Pequenos negócios 66

"The Embryonic Stage. The embryonic stage is marked by excitement, naive euphoria, thrust, clumsiness, a high failure rate, and much brainstorming. Pricing is high and experimental. Sales volume is low because the market is very small, and production and marketing costs are high. You need to locate your core customer and stress the benefits. Educating the customer may be necessary and costly. Competition has not yet appeared. It's difficult to find distributors, and resellers demand huge gross margins. Profit is chancy and speculative. Shrewd entrepreneurs, however, can close their eyes and divine the presence of a core market. Keep trying! (...). The Growth Stage. Product innovation, strong product acceptance, the beginnings of brand loyalty, promotion by media sizzle, and ballpark prices make the growth stage. Distribution becomes all important. Resellers who laughed during the embryonic stage now clamor to distribute the product. Strong competitors, excited by the smell of money, enter the arena of the market-place, as do new target customer groups. Profit percentages show signs of peaking.
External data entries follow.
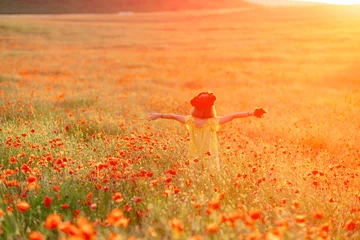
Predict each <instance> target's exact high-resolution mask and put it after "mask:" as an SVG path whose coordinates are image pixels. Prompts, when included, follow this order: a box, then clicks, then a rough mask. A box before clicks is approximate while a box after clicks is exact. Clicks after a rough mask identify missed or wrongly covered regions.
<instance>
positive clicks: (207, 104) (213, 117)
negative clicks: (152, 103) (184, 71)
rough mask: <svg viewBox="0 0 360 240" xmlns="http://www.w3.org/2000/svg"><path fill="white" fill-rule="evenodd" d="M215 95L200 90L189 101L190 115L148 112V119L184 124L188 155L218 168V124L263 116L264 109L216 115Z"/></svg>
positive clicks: (218, 126) (264, 109) (219, 165)
mask: <svg viewBox="0 0 360 240" xmlns="http://www.w3.org/2000/svg"><path fill="white" fill-rule="evenodd" d="M215 100H216V96H215V95H214V93H212V92H201V93H199V94H198V95H197V96H195V97H193V98H192V99H191V101H190V104H191V106H193V110H192V113H191V115H189V116H182V115H177V114H168V113H150V115H149V117H148V121H152V120H156V119H158V118H164V119H172V120H176V121H179V122H181V123H185V124H186V128H187V130H189V134H190V146H189V157H191V158H193V159H198V160H202V159H208V161H210V162H207V163H206V165H207V166H210V167H216V168H218V169H219V167H220V163H219V156H218V141H217V135H216V132H217V131H218V130H219V125H220V124H224V123H227V122H230V121H231V120H233V119H235V118H243V117H250V116H255V117H259V118H261V117H263V115H264V114H265V113H266V110H265V109H263V108H255V110H254V111H251V112H237V113H233V114H229V115H226V116H223V117H217V116H216V110H215V106H214V103H215Z"/></svg>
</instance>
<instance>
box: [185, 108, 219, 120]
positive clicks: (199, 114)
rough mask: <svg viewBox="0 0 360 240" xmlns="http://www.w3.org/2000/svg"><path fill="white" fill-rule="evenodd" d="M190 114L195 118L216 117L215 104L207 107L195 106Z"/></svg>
mask: <svg viewBox="0 0 360 240" xmlns="http://www.w3.org/2000/svg"><path fill="white" fill-rule="evenodd" d="M191 115H192V116H193V117H196V118H213V117H216V110H215V106H211V107H209V108H197V107H194V108H193V110H192V112H191Z"/></svg>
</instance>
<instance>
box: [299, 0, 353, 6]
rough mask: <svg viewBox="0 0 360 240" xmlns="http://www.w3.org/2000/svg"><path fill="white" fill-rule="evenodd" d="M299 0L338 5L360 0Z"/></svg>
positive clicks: (301, 1) (308, 1)
mask: <svg viewBox="0 0 360 240" xmlns="http://www.w3.org/2000/svg"><path fill="white" fill-rule="evenodd" d="M296 2H300V0H296ZM301 2H318V3H328V4H339V5H346V4H360V0H301Z"/></svg>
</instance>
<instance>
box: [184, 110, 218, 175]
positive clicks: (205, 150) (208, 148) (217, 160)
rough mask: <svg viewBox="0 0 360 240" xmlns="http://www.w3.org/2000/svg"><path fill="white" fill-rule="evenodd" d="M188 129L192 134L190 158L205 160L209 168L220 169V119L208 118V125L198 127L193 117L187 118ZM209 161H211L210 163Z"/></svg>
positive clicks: (189, 155)
mask: <svg viewBox="0 0 360 240" xmlns="http://www.w3.org/2000/svg"><path fill="white" fill-rule="evenodd" d="M185 124H186V129H187V130H189V133H190V145H189V157H190V158H199V159H201V160H204V161H206V162H204V164H205V165H206V166H209V167H215V168H218V169H219V167H220V163H219V153H218V140H217V131H218V130H219V119H217V118H216V117H215V118H208V119H207V123H205V124H204V125H203V126H201V127H198V126H196V125H195V118H194V117H193V116H191V115H189V116H186V117H185ZM207 161H210V162H209V163H208V162H207Z"/></svg>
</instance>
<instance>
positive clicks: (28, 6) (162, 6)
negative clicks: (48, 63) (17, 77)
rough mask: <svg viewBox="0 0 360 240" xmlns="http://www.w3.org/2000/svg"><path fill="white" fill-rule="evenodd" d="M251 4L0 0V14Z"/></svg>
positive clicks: (219, 7)
mask: <svg viewBox="0 0 360 240" xmlns="http://www.w3.org/2000/svg"><path fill="white" fill-rule="evenodd" d="M251 5H253V4H251V3H249V2H247V1H244V0H222V1H219V0H173V1H169V0H106V1H102V0H52V1H51V0H1V1H0V14H52V13H117V12H124V11H132V12H152V11H179V10H196V9H217V8H233V7H245V6H251Z"/></svg>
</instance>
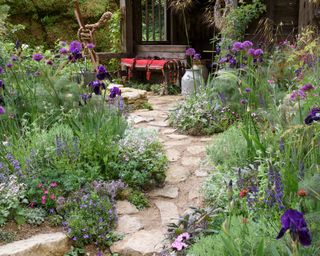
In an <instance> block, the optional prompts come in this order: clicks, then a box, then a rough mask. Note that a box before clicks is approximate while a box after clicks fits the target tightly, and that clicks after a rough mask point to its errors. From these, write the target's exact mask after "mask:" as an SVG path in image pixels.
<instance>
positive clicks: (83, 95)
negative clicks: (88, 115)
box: [80, 93, 91, 103]
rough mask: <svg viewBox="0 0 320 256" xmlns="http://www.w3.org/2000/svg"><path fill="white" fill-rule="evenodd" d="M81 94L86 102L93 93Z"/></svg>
mask: <svg viewBox="0 0 320 256" xmlns="http://www.w3.org/2000/svg"><path fill="white" fill-rule="evenodd" d="M80 96H81V98H82V100H83V101H84V102H85V103H87V101H88V100H89V99H90V98H91V95H89V94H86V93H85V94H80Z"/></svg>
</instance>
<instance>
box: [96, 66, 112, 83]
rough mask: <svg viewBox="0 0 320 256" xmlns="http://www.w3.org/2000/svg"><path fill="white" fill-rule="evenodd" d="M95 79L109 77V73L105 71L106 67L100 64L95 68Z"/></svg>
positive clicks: (100, 79) (98, 78) (101, 79)
mask: <svg viewBox="0 0 320 256" xmlns="http://www.w3.org/2000/svg"><path fill="white" fill-rule="evenodd" d="M96 77H97V79H98V80H100V81H101V80H104V79H106V78H110V75H109V73H108V72H107V69H106V68H105V67H104V66H103V65H100V66H99V67H98V68H97V75H96Z"/></svg>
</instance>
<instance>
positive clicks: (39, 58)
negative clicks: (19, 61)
mask: <svg viewBox="0 0 320 256" xmlns="http://www.w3.org/2000/svg"><path fill="white" fill-rule="evenodd" d="M32 59H33V60H35V61H41V60H42V59H43V55H42V54H41V53H35V54H33V55H32Z"/></svg>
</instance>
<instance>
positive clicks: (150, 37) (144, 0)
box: [141, 0, 167, 42]
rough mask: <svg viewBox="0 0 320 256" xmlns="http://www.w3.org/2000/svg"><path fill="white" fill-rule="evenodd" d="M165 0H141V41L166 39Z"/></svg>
mask: <svg viewBox="0 0 320 256" xmlns="http://www.w3.org/2000/svg"><path fill="white" fill-rule="evenodd" d="M166 2H167V1H166V0H141V9H142V41H143V42H157V41H166V40H167V3H166Z"/></svg>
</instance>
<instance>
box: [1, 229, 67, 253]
mask: <svg viewBox="0 0 320 256" xmlns="http://www.w3.org/2000/svg"><path fill="white" fill-rule="evenodd" d="M70 248H71V246H70V243H69V238H68V237H67V236H66V235H65V234H64V233H62V232H57V233H50V234H40V235H36V236H33V237H31V238H28V239H25V240H20V241H16V242H13V243H10V244H6V245H4V246H0V256H62V255H64V254H65V253H67V252H68V251H69V250H70Z"/></svg>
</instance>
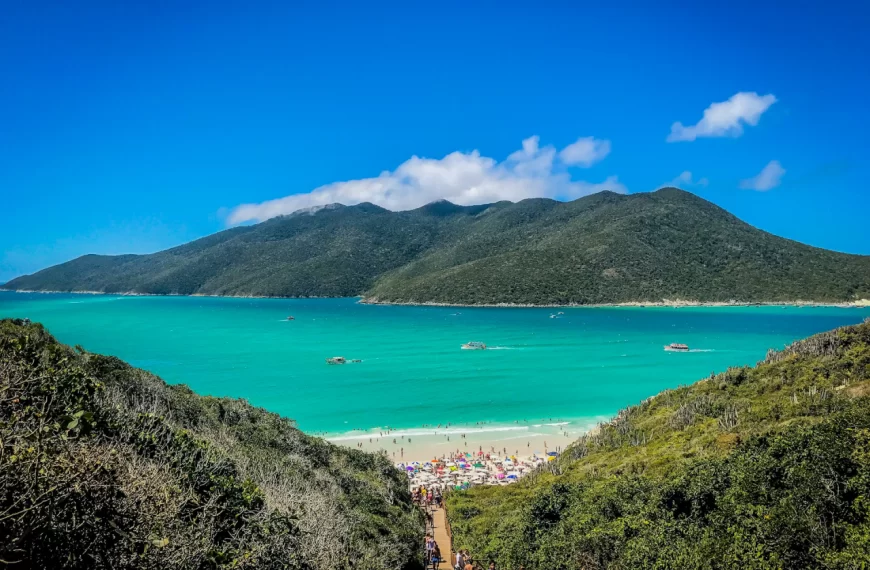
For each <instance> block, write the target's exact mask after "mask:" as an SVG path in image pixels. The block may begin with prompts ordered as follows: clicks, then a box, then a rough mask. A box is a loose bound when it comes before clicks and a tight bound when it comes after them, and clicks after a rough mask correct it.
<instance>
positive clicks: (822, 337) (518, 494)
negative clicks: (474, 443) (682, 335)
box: [448, 321, 870, 570]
Brand loyalty begins as you try to establish your unique position. Media responses start to sizzle. The Mature Stage. Peak customer numbers mark the mature stage. Design concentrates on product differentiation instead of product improvement. Competitors are going at it blindly now, running momentum even as shelf velocity slows. Production runs get longer, so firms can take full advantage of capital equipment and experienced management. Resellers, sensing doom, cool on the product. Advertising investments increase in step with competition. Some firms go out of business. Prices are on a swift slide down. Competition is very heavy. One needs to enter only if one has a unique twist on the product or truly provides a better product. But first ask yourself, "Can you realistically convey his message to your target customer?" The Decline Stage. The decline stage is marked by extreme depression and desperation in the marketplace. A few firms still hang on. Research and development cease. Promotion vanishes. Price wars continue. Opportunities emerge for entrepreneurs in service and repair. Diehards fight for what remains of the core market. Resellers cannot be found; they've moved on."
Fonte: Ryan, J. D. e Hiduke, Gail P. (2003), Small Business: An Entrepreneur's Business Plan, 6.ª edição, Thompson Learning.